But by controlling her environment and her emotions the way she does, Olivia is suppressing a big part of her personality. She has sacrificed some of the closeness with her family, fun with her friends and romantic relationships and although she has a growing awareness and regret of those things, she still sees them as being something she can regain further down the line when she has achieved her ambitions. It takes a brand new multi-billionaire who sees life completely differently from her to shake up her life, loosen her inhibitions and make her re-evaluate what she wants out of life.
- 27 yrs old, five foot eight, blonde, blue eyes.
- Raised in Yonkers, New York – father works as a refuse collector, mom is a part-time waitress. Has three younger brothers and a younger sister.
- Friends: Melody (columnist for a fashion magazine) and Eva (works in an alternative therapy store) – who share an apartment with her in the Lower East Side.
- Highly intelligent and an over-achiever she was valedictorian at High School and went on to do seven years studying law with the aid of scholarships and part-time jobs. Although deeply in dept by the time she passed the bar exam she had her sights set on a high flying position in Manhattan and ended up at Wagner, Liebstrahm, Barker and DeLuise in their corporate law department. Heading up the Warren Enterprises account would put her on the radar for early partnership at the firm.

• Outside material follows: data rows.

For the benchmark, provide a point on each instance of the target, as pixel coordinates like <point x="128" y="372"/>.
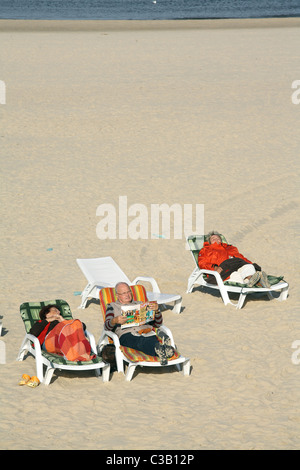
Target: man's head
<point x="214" y="237"/>
<point x="123" y="292"/>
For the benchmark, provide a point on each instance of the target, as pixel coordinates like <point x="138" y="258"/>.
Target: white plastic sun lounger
<point x="105" y="272"/>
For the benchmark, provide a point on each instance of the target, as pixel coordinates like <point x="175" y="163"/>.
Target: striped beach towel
<point x="68" y="339"/>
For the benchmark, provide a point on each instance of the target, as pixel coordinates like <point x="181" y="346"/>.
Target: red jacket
<point x="212" y="255"/>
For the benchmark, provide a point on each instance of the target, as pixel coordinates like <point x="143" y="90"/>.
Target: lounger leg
<point x="105" y="372"/>
<point x="186" y="367"/>
<point x="23" y="349"/>
<point x="48" y="375"/>
<point x="284" y="294"/>
<point x="177" y="306"/>
<point x="241" y="300"/>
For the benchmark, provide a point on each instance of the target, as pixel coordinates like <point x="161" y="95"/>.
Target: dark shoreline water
<point x="147" y="9"/>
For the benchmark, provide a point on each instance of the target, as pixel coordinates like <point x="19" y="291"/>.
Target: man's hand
<point x="218" y="269"/>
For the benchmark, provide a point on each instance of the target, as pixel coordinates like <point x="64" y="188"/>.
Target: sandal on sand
<point x="33" y="382"/>
<point x="25" y="379"/>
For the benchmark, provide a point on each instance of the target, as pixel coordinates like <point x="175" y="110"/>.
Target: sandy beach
<point x="186" y="112"/>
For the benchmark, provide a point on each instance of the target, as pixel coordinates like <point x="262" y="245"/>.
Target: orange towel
<point x="68" y="339"/>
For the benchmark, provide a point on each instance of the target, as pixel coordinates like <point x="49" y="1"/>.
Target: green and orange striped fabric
<point x="108" y="295"/>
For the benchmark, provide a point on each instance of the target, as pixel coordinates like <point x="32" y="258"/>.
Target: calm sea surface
<point x="146" y="9"/>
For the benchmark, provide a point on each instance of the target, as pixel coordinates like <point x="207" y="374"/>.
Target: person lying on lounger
<point x="63" y="337"/>
<point x="137" y="337"/>
<point x="229" y="263"/>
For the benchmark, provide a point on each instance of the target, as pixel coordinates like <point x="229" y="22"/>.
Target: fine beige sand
<point x="186" y="112"/>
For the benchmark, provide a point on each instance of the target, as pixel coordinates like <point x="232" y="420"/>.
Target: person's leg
<point x="146" y="344"/>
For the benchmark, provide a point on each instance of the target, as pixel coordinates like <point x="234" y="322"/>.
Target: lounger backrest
<point x="108" y="295"/>
<point x="102" y="271"/>
<point x="30" y="311"/>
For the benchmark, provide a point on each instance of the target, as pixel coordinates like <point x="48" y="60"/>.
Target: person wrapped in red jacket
<point x="229" y="263"/>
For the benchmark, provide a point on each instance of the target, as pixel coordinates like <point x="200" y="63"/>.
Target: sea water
<point x="146" y="9"/>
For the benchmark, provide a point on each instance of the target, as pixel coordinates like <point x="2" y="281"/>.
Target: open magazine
<point x="137" y="315"/>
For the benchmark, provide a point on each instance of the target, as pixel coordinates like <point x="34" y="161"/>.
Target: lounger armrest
<point x="169" y="333"/>
<point x="113" y="336"/>
<point x="152" y="281"/>
<point x="92" y="341"/>
<point x="212" y="273"/>
<point x="35" y="341"/>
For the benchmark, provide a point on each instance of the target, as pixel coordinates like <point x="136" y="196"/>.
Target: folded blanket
<point x="68" y="339"/>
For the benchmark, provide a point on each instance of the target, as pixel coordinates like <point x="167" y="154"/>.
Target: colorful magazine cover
<point x="137" y="315"/>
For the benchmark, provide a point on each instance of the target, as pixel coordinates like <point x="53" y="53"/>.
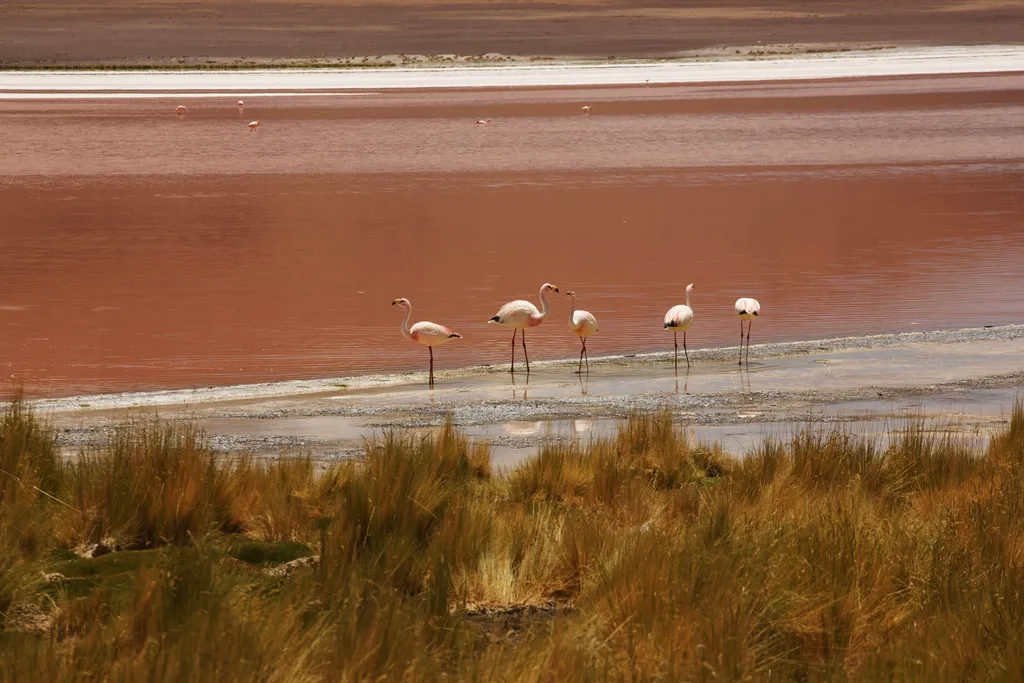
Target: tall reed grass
<point x="644" y="556"/>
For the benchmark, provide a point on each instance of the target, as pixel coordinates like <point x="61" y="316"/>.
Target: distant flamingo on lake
<point x="428" y="334"/>
<point x="680" y="317"/>
<point x="583" y="324"/>
<point x="747" y="309"/>
<point x="520" y="314"/>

- Although her family is close, her new life in Manhattan, her work schedule and her deliberate choice to detach herself from her upbringing – particularly to friends and work colleagues –has combined to cause a growing rift she feels guilty about. Despite the continued best efforts of her friends to encourage her to have fun, she isn’t much for going out and partying the way they do. Basically life outside of work is passing her by, and her constant need to ‘fit in’ where a part of her still doesn’t truly believe she belongs means she’s almost lost in the persona she has created. But she has a ten year plan and she tells herself if she sticks rigidly to it there’s still time to meet the right guy, settle down and have a couple of kids.
- Has a secret love for classic black and white romance movies, a weakness for desserts she constantly battles in order to maintain her weight and has yet to experience anything even resembling the hype about sex her friend Melody writes about in her column.
- (Over) Thinking type: thinks thoroughly through a situation, figures out the problem and takes control to bring about a solution. Makes decisions based on principles, not on feelings (though struggles with the feelings part sometimes). Is logical, objective and methodical.
- Intuitive type – interested in future possibilities. Dreams new visions, plans and ideas, plays hunches (but only if they’re carefully considered and measured up).